Under federal law, merely possessing child pornography can be punished by a prison sentence of up to 20 years, but ordinarily there is no mandatory minimum. One exception is when prosecutors decide to charge the defendant with "receiving" those images, which triggers a five-year mandatory minimum (an arbitrary enhancement, since anyone who looks at online images also receives them). Another exception is the 10-year mandatory minimum for a defendant with a prior conviction "under the laws of any State relating to aggravated sexual abuse, sexual abuse, or abusive sexual conduct involving a minor or ward." Since we're talking about child pornography, you might think the phrase "involving a minor or ward" modifies all three offenses in that list. If that is what you think, you are wrong. Or so says the Supreme Court, in a 6-to-2 decision issued this week.

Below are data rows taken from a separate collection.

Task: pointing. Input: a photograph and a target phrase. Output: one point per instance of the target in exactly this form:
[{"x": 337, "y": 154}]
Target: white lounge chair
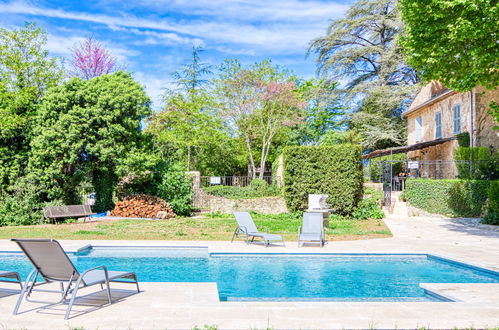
[
  {"x": 312, "y": 229},
  {"x": 53, "y": 265},
  {"x": 246, "y": 227},
  {"x": 10, "y": 277}
]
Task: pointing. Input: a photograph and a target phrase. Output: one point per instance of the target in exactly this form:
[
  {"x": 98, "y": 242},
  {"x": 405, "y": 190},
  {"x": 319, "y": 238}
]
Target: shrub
[
  {"x": 458, "y": 198},
  {"x": 374, "y": 169},
  {"x": 492, "y": 214},
  {"x": 22, "y": 206},
  {"x": 252, "y": 191},
  {"x": 175, "y": 187},
  {"x": 333, "y": 170},
  {"x": 485, "y": 164},
  {"x": 259, "y": 184}
]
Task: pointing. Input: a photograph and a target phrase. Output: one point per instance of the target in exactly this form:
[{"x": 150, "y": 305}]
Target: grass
[{"x": 212, "y": 227}]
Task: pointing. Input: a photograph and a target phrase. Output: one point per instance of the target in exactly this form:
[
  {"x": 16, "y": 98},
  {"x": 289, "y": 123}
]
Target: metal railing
[
  {"x": 377, "y": 171},
  {"x": 239, "y": 181}
]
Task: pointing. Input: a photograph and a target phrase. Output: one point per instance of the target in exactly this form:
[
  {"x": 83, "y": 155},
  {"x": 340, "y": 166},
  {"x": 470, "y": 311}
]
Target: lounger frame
[{"x": 68, "y": 286}]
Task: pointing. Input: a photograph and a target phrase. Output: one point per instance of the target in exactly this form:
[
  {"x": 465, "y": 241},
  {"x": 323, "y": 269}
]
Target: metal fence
[
  {"x": 399, "y": 170},
  {"x": 239, "y": 181}
]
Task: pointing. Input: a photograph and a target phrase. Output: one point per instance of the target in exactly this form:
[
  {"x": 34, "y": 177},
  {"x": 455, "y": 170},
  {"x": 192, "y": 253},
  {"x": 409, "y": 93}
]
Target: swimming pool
[{"x": 291, "y": 277}]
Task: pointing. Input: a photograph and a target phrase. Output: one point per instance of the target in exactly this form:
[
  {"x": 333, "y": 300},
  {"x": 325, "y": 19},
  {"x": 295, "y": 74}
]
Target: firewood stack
[{"x": 143, "y": 206}]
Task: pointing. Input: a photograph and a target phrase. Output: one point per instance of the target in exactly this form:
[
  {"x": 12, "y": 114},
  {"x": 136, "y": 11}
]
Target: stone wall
[{"x": 266, "y": 205}]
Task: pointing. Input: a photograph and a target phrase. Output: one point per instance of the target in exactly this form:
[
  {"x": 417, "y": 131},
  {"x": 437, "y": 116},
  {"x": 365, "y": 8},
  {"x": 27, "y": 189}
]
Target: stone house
[
  {"x": 438, "y": 114},
  {"x": 435, "y": 117}
]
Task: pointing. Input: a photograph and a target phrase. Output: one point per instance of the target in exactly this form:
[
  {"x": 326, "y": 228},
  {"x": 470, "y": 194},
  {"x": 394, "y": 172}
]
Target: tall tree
[
  {"x": 26, "y": 72},
  {"x": 88, "y": 128},
  {"x": 90, "y": 59},
  {"x": 362, "y": 50},
  {"x": 190, "y": 77},
  {"x": 453, "y": 41},
  {"x": 259, "y": 102},
  {"x": 188, "y": 128}
]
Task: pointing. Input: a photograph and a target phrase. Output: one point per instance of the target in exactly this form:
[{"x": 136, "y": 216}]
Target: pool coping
[{"x": 440, "y": 295}]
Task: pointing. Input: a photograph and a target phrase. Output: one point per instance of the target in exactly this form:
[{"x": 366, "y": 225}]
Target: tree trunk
[{"x": 252, "y": 161}]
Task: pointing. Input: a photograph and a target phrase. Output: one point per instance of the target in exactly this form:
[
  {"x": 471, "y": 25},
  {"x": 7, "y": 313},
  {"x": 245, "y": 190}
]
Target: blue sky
[{"x": 154, "y": 37}]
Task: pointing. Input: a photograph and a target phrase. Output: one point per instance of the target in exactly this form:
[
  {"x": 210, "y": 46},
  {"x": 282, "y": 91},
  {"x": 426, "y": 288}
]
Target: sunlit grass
[{"x": 210, "y": 227}]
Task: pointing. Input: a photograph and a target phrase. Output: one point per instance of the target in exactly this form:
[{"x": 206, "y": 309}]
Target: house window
[
  {"x": 456, "y": 113},
  {"x": 419, "y": 128},
  {"x": 438, "y": 125}
]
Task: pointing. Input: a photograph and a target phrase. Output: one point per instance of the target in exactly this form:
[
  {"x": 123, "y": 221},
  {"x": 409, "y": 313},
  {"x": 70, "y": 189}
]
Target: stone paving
[{"x": 186, "y": 305}]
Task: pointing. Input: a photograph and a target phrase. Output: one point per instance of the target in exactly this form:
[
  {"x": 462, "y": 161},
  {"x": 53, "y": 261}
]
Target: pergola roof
[{"x": 404, "y": 149}]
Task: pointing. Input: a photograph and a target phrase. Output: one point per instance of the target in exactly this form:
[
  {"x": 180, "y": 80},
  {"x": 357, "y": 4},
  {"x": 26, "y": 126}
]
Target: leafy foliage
[
  {"x": 26, "y": 72},
  {"x": 87, "y": 128},
  {"x": 333, "y": 170},
  {"x": 477, "y": 163},
  {"x": 453, "y": 41},
  {"x": 492, "y": 214},
  {"x": 258, "y": 102},
  {"x": 176, "y": 188},
  {"x": 257, "y": 188},
  {"x": 458, "y": 198},
  {"x": 20, "y": 205},
  {"x": 362, "y": 48},
  {"x": 91, "y": 59}
]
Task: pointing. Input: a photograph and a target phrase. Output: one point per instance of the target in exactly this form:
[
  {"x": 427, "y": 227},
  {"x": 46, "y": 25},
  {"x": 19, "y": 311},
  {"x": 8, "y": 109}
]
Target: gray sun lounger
[
  {"x": 246, "y": 227},
  {"x": 53, "y": 265},
  {"x": 12, "y": 276},
  {"x": 312, "y": 229}
]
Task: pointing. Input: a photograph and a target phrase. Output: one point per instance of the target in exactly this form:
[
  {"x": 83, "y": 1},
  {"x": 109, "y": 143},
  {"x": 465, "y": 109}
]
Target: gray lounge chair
[
  {"x": 53, "y": 265},
  {"x": 13, "y": 276},
  {"x": 246, "y": 227},
  {"x": 312, "y": 229}
]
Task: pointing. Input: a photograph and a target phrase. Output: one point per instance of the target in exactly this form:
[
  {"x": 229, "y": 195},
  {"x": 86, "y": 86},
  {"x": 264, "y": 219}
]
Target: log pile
[{"x": 142, "y": 206}]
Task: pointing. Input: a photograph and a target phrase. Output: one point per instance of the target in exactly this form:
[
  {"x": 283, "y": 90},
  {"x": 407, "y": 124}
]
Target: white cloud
[{"x": 298, "y": 22}]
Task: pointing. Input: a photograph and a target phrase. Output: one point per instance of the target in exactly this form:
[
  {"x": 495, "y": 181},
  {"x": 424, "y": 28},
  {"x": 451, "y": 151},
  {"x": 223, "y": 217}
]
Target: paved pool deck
[{"x": 186, "y": 305}]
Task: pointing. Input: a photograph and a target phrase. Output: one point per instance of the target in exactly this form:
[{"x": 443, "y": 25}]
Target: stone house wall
[{"x": 483, "y": 133}]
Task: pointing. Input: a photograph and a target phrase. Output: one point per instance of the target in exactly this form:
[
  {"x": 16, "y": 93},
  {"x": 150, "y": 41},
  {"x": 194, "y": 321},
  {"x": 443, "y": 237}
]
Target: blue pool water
[{"x": 280, "y": 277}]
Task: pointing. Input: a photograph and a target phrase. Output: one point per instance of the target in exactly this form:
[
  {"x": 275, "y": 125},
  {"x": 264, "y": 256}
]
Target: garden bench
[{"x": 67, "y": 211}]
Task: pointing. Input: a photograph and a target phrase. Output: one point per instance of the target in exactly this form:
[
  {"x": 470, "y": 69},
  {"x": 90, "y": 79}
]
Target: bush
[
  {"x": 485, "y": 163},
  {"x": 458, "y": 198},
  {"x": 333, "y": 170},
  {"x": 175, "y": 187},
  {"x": 259, "y": 184},
  {"x": 22, "y": 206},
  {"x": 254, "y": 190},
  {"x": 492, "y": 214},
  {"x": 374, "y": 170}
]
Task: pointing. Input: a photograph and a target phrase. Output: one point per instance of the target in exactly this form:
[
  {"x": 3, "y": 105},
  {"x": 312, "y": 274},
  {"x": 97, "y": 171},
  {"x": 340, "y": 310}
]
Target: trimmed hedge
[
  {"x": 333, "y": 170},
  {"x": 456, "y": 198},
  {"x": 492, "y": 216}
]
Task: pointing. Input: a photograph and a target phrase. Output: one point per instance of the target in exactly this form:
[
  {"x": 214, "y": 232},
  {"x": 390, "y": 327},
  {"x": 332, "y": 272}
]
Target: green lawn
[{"x": 211, "y": 227}]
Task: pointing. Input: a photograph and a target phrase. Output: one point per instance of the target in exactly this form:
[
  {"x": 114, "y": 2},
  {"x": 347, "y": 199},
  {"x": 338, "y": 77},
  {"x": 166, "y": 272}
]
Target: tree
[
  {"x": 453, "y": 41},
  {"x": 258, "y": 101},
  {"x": 189, "y": 78},
  {"x": 88, "y": 130},
  {"x": 90, "y": 59},
  {"x": 362, "y": 50},
  {"x": 26, "y": 72},
  {"x": 323, "y": 111}
]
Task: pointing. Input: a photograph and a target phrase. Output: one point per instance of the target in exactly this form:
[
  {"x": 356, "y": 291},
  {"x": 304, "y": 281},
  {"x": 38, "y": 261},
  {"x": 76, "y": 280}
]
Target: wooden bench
[{"x": 67, "y": 211}]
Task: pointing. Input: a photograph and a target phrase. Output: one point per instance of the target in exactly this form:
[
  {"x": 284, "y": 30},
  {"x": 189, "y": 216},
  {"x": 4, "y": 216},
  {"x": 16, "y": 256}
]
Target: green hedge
[
  {"x": 257, "y": 188},
  {"x": 492, "y": 216},
  {"x": 457, "y": 198},
  {"x": 333, "y": 170},
  {"x": 485, "y": 163}
]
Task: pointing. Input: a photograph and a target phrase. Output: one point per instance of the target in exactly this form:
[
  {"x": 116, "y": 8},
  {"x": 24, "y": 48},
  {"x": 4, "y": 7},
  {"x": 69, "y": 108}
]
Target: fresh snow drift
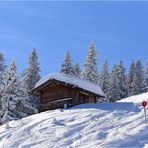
[
  {"x": 119, "y": 124},
  {"x": 77, "y": 82}
]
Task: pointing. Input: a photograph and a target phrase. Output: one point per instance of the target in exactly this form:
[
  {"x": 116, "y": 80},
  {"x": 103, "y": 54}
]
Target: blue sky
[{"x": 118, "y": 29}]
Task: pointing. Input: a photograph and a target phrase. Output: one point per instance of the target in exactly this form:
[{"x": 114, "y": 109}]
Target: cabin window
[{"x": 82, "y": 98}]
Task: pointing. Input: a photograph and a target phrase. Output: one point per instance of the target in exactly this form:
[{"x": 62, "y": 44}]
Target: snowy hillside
[{"x": 119, "y": 124}]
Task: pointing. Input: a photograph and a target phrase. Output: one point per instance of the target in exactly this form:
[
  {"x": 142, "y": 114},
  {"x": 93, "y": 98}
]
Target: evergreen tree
[
  {"x": 131, "y": 75},
  {"x": 138, "y": 82},
  {"x": 13, "y": 97},
  {"x": 67, "y": 67},
  {"x": 31, "y": 77},
  {"x": 2, "y": 68},
  {"x": 77, "y": 71},
  {"x": 122, "y": 85},
  {"x": 146, "y": 78},
  {"x": 2, "y": 72},
  {"x": 90, "y": 67},
  {"x": 104, "y": 78},
  {"x": 113, "y": 92}
]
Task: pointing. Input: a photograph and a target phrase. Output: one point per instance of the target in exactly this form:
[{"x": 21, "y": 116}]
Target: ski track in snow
[{"x": 119, "y": 124}]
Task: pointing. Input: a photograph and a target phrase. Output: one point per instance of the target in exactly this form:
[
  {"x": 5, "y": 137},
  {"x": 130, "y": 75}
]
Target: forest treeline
[{"x": 17, "y": 99}]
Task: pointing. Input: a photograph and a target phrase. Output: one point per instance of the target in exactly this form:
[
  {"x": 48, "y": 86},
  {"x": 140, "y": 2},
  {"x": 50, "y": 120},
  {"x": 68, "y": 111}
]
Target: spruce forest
[{"x": 17, "y": 99}]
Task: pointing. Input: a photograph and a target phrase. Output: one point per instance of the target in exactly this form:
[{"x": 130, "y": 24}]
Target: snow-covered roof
[
  {"x": 60, "y": 100},
  {"x": 77, "y": 82}
]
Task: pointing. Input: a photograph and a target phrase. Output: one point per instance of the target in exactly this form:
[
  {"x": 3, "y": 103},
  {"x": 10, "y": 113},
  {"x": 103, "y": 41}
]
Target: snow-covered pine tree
[
  {"x": 146, "y": 78},
  {"x": 67, "y": 66},
  {"x": 104, "y": 78},
  {"x": 31, "y": 77},
  {"x": 113, "y": 92},
  {"x": 77, "y": 71},
  {"x": 2, "y": 67},
  {"x": 122, "y": 85},
  {"x": 90, "y": 67},
  {"x": 138, "y": 81},
  {"x": 130, "y": 78},
  {"x": 13, "y": 97},
  {"x": 2, "y": 72}
]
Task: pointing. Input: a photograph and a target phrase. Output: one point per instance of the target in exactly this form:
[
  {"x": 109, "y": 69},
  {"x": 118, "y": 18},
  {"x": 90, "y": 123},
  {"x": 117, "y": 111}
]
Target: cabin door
[{"x": 82, "y": 98}]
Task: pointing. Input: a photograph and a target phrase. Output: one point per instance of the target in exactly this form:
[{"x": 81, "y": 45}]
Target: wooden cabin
[{"x": 62, "y": 91}]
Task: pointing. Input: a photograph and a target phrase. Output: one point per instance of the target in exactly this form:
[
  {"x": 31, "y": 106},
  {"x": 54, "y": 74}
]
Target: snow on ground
[{"x": 119, "y": 124}]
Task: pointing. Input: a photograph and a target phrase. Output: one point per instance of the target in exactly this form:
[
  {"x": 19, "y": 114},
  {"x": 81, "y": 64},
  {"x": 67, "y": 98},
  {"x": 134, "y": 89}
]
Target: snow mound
[
  {"x": 118, "y": 124},
  {"x": 77, "y": 82}
]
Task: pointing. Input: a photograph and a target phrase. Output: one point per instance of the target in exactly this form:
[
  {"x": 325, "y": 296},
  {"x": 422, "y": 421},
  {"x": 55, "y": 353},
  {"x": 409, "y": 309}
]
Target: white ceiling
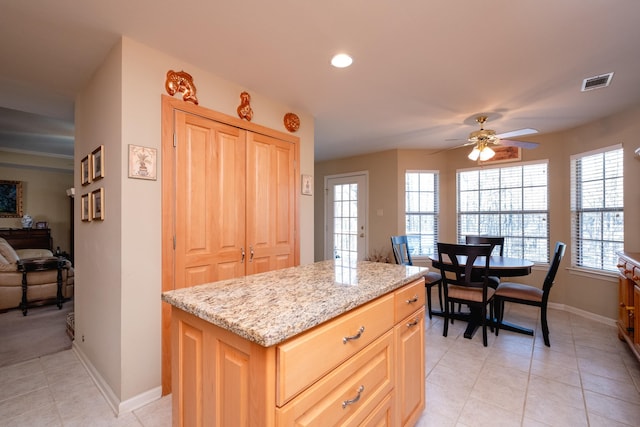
[{"x": 422, "y": 69}]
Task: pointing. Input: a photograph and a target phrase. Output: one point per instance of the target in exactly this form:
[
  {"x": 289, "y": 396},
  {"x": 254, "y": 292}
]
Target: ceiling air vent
[{"x": 597, "y": 82}]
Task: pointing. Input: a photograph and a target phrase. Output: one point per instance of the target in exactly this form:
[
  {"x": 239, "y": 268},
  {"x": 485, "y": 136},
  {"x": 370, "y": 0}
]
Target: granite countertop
[{"x": 268, "y": 308}]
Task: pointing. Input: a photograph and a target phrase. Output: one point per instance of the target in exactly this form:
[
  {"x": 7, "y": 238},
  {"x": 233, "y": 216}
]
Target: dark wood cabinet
[
  {"x": 629, "y": 300},
  {"x": 27, "y": 238}
]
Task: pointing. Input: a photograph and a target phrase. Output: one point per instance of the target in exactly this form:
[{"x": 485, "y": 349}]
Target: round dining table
[{"x": 500, "y": 266}]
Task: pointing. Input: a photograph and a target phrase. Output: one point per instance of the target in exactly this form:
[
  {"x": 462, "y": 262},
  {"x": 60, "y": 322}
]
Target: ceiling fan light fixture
[
  {"x": 486, "y": 154},
  {"x": 475, "y": 153},
  {"x": 341, "y": 60}
]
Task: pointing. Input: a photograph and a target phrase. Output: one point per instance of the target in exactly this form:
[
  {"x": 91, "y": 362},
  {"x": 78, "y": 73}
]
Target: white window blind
[
  {"x": 597, "y": 208},
  {"x": 421, "y": 212},
  {"x": 507, "y": 201}
]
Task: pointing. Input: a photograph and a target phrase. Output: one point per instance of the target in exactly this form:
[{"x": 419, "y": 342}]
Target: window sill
[{"x": 594, "y": 274}]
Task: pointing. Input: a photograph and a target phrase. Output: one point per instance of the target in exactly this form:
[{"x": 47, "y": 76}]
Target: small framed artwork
[
  {"x": 85, "y": 207},
  {"x": 307, "y": 185},
  {"x": 97, "y": 204},
  {"x": 97, "y": 166},
  {"x": 10, "y": 199},
  {"x": 142, "y": 162},
  {"x": 85, "y": 170}
]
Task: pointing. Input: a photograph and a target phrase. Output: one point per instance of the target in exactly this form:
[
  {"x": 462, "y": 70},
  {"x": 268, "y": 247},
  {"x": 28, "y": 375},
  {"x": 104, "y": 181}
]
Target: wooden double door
[{"x": 229, "y": 202}]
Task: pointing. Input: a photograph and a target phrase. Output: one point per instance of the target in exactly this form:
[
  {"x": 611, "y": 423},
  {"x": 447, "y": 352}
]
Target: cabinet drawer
[
  {"x": 409, "y": 299},
  {"x": 369, "y": 371},
  {"x": 304, "y": 359}
]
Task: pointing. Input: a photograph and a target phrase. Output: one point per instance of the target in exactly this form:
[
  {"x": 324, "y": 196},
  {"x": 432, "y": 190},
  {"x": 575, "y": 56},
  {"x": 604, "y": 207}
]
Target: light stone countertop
[{"x": 269, "y": 308}]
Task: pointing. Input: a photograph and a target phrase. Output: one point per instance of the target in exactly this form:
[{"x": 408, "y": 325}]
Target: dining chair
[
  {"x": 402, "y": 255},
  {"x": 494, "y": 241},
  {"x": 460, "y": 286},
  {"x": 530, "y": 295}
]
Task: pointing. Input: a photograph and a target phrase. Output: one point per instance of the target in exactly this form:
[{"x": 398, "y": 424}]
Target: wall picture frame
[
  {"x": 85, "y": 207},
  {"x": 143, "y": 162},
  {"x": 11, "y": 199},
  {"x": 97, "y": 165},
  {"x": 97, "y": 204},
  {"x": 307, "y": 185},
  {"x": 85, "y": 170}
]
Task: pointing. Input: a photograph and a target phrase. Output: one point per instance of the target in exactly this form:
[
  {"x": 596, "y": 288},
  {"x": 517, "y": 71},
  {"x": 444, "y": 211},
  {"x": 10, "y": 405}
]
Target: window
[
  {"x": 509, "y": 202},
  {"x": 597, "y": 214},
  {"x": 421, "y": 206}
]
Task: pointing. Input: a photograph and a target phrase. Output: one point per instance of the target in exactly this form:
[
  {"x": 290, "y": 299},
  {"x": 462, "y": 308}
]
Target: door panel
[
  {"x": 209, "y": 170},
  {"x": 270, "y": 204},
  {"x": 346, "y": 215}
]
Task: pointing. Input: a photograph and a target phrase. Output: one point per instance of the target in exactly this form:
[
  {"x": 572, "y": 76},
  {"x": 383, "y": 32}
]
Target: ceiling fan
[{"x": 484, "y": 138}]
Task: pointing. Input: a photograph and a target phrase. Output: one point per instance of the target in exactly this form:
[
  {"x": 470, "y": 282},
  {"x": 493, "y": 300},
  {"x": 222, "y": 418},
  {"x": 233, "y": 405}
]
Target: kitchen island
[{"x": 319, "y": 344}]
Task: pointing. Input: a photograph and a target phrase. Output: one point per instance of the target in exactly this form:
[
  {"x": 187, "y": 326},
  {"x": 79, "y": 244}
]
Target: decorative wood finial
[
  {"x": 180, "y": 81},
  {"x": 244, "y": 109},
  {"x": 291, "y": 122}
]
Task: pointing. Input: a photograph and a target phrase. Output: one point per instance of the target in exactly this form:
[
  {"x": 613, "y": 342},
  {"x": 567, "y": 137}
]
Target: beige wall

The case involved Avondale Lockhart, a New Yorker who in 2000 was convicted of "sexual abuse in the first degree" against his 53-year-old girlfriend. That crime, which involves subjecting another person to "sexual contact" either by force or when she is incapable of consent, is a Class D felony punishable by two to seven years in prison. In 2011 a sting operation led to the seizure of Lockhart's computer, on which the FBI found some 15,000 images and nine videos showing minors engaged in sexual activity. He pleaded guilty to possession to avoid the five-year mandatory minimum triggered by a receiving charge, which prosecutors agreed to drop. But then the judge decided Lockhart's prior conviction made him subject to the 10-year mandatory minimum.
Lockhart argued that the judge was mistaken, since the 2000 conviction involved not a minor but a middle-aged woman. The U.S. Court of Appeals for the 2nd Circuit disagreed, and so did the Supreme Court.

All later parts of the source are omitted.